Também são repetitivos os momentos em que acompanhamos os pensamentos de Milene, seus movimentos circulares e suas obsessões. Uma delas consiste em ligar a um primo distante, com quem nunca consegue falar. Milene contenta-se, então, a deixar longas mensagens na secretária eletrônica.
Personagem ávida por comunicação, mas incapaz de se fazer ouvir com atenção, Milene apresenta um comportamento estranho, algo infantil, o que só será explicado no final do livro. Ela é uma moça “simples de espírito”, e seu alheamento se faz notar na linguagem, no raciocínio circular, e na percepção excêntrica das coisas. Por exemplo, nas referências pop que, neste romance, não são gratuitas, mas funcionam como um indício do desajuste de Milene na paisagem em que vive. Assim, uma fresta em uma construção a faz lembrar de um “alvéolo do Alien III”; ou um pequeno gesto de rebeldia a faz se sentir “como se tivesse participado de um filme com o Clint Eastwood ou o Schwarzenegger”.
Mas como um romance longo, sem peripécias folhetinescas, e cuja estratégia textual mais evidente é a repetição e o cadenciamento da narrativa, pode se tornar um best-seller em Portugal? Em primeiro lugar, esse dado nos diz muito sobre as diferenças entre o mercado de livros de Portugal e do Brasil. São realidades muito diferentes, é óbvio, com tradições literárias que, pelo menos modernamente, mantiveram poucos pontos de contato em comum. Mesmo quando a orientação temática era convergente (pensemos nos autores do neo-realismo português, que leram muitos romances brasileiros da década de 30), os caminhos formais se afastavam significativamente. No Brasil, Lídia Jorge é uma autora que consideraríamos difícil ou, mais do que isso, que pode facilmente ser relegada à categoria de “leitura de especialistas”. O que é uma injustiça.

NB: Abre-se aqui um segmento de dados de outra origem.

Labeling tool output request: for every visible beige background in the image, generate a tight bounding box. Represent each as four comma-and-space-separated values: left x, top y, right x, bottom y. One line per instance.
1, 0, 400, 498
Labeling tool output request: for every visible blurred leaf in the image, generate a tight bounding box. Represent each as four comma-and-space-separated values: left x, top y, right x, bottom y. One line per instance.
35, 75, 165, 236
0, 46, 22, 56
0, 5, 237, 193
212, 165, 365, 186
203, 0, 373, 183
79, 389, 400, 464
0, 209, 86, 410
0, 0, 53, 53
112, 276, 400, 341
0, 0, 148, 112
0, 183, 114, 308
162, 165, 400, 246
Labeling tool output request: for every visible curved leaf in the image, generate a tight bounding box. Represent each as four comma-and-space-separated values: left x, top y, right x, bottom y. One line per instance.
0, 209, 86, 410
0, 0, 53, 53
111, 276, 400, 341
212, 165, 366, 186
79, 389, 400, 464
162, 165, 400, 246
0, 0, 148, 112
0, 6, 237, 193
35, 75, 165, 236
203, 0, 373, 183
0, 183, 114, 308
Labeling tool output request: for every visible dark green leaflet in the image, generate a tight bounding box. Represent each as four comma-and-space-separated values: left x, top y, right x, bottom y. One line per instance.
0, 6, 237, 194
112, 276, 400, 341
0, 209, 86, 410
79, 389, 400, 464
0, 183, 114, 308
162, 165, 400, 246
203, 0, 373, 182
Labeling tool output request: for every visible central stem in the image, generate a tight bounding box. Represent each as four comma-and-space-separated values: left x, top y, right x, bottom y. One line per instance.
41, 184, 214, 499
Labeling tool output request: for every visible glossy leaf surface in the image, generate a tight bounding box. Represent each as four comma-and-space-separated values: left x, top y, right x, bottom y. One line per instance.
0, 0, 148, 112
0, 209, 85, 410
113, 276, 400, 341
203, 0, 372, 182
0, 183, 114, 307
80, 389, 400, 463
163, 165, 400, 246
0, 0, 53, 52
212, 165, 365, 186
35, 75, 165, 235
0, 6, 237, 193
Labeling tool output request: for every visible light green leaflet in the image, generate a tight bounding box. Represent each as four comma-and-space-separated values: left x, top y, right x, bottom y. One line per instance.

É verdade que a cadência narrativa de O vento assobiando nas gruas poderá soar monótona demais para o leitor brasileiro. E com razão, já que essa é a intenção da autora, a de criar um tempo paralelo, de acordo com a percepção que Milene tem do mundo a sua volta, e da própria condição daquele lugarejo frente ao resto do país. Também é verdade que, em um mercado editorial com tantos lançamentos, em que é difícil mesmo para os leitores especializados manterem-se atualizados com tanta variedade, investir em um romance como este de Lídia Jorge pode parece uma excentricidade. Mas talvez, exatamente por isso, seja recomendável encarar suas quase 500 páginas. Porque a literatura deve ser assim mesmo, excêntrica, a ponto de ser dar ao luxo de ser lenta e contemplativa. E embora não seja a melhor obra de Lídia Jorge, O vento assobiando nas gruas é um bom romance, de uma escritora ciente de seus recursos e com uma trajetória literária das mais coerentes.